Now, check the condition " $L_2$ doesn't meet $C_2$ at all". Distance $d(O_2, L_2) = \frac{|2\sqrt{2}(1) - (-1) + (11 - 2\sqrt{2})|}{\sqrt{(2\sqrt{2})^2 + 1}} = \frac{|2\sqrt{2} + 1 + 11 - 2\sqrt{2}|}{\sqrt{8 + 1}} = \frac{|12|}{\sqrt{9}} = \frac{12}{3} = 4$ . Since $d(O_2, L_2) = 4 > R_2 = 2$ , $L_2$ does not meet $C_2$ . This condition is satisfied. This is the correct set of lines.

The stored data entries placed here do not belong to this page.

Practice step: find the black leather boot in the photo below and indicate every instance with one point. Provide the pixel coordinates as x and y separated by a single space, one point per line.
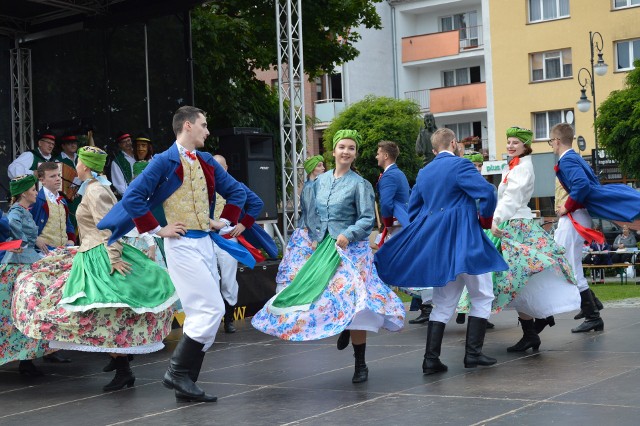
194 373
124 376
179 375
343 340
425 311
228 318
28 368
540 323
431 363
599 305
361 373
56 357
473 356
592 320
530 338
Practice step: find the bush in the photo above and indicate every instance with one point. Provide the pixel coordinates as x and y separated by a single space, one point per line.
377 119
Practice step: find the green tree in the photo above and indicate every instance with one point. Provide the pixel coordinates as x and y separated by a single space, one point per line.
234 38
377 119
618 124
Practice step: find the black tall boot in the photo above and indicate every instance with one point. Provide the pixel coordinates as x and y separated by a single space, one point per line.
425 311
228 318
599 305
431 363
592 320
124 376
194 373
343 340
540 323
530 338
473 355
179 375
361 373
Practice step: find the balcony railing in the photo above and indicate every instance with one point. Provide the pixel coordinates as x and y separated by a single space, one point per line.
327 110
421 97
438 45
458 98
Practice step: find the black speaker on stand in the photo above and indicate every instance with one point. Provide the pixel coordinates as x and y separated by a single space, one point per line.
250 158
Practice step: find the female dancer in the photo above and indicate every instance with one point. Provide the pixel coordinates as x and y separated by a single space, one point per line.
539 282
114 299
13 344
303 240
338 287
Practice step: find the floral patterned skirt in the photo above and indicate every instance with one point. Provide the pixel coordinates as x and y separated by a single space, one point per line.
298 251
119 330
355 298
539 281
14 345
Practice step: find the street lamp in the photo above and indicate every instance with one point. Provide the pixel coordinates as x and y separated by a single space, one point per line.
599 68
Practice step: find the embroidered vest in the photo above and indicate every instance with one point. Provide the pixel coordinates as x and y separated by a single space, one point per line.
190 203
55 230
37 159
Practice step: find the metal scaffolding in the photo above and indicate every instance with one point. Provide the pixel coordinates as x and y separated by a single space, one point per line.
21 105
292 111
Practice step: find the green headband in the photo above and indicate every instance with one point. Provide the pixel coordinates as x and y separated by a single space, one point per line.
20 184
311 163
475 158
93 157
139 166
347 134
525 135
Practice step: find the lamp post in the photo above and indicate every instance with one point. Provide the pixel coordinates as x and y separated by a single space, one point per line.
599 68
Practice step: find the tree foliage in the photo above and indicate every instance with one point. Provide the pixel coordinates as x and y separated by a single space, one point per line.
618 124
233 38
377 119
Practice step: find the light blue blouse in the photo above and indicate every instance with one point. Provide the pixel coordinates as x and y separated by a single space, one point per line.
22 227
308 216
344 206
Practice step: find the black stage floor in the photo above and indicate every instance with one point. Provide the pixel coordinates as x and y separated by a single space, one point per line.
575 379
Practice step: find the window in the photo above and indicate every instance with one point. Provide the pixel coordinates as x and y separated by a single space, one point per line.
462 130
627 52
467 23
544 121
545 10
551 65
620 4
460 76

Subcase 2b: $9 - \sqrt{m^2 + 1} = -2\sqrt{m^2 + 1}$ (if $9 - \sqrt{m^2 + 1} < 0$ ) $9 = -\sqrt{m^2 + 1}$ This is impossible because $\sqrt{m^2 + 1}$ is always positive, so $-\sqrt{m^2 + 1}$ is always negative. A positive number (9) cannot be equal to a negative number. No solution from this subcase.

The equation of $L_2$ is $2\sqrt{2}x - y + (11 - 2\sqrt{2}) = 0$ . The given form of $L_2$ is $a\sqrt{a}x - by + c - a\sqrt{a} = 0$ , where $a, b, c \in N$ . Comparing the coefficients:

$a\sqrt{a} = 2\sqrt{2}$
$-b = -1 \implies b = 1$
$c - a\sqrt{a} = 11 - 2\sqrt{2}$

From (1), $a\sqrt{a} = 2\sqrt{2}$ . Since $a \in N$ , we can test values. If $a=1$ , $1\sqrt{1}=1$ . If $a=2$ , $2\sqrt{2}$ . This matches. So, $a=2$ . From (2), $b=1$ . This is a natural number. Substitute $a=2$ into (3): $c - 2\sqrt{2} = 11 - 2\sqrt{2}$ $c = 11$ . This is a natural number.

We have $a=2, b=1, c=11$ . All are natural numbers. We need to find the minimum value of $\frac{a+b+c}{2}$ . Since we found unique values for $a, b, c$ , this will be the only value. $\frac{a+b+c}{2} = \frac{2+1+11}{2} = \frac{14}{2} = 7$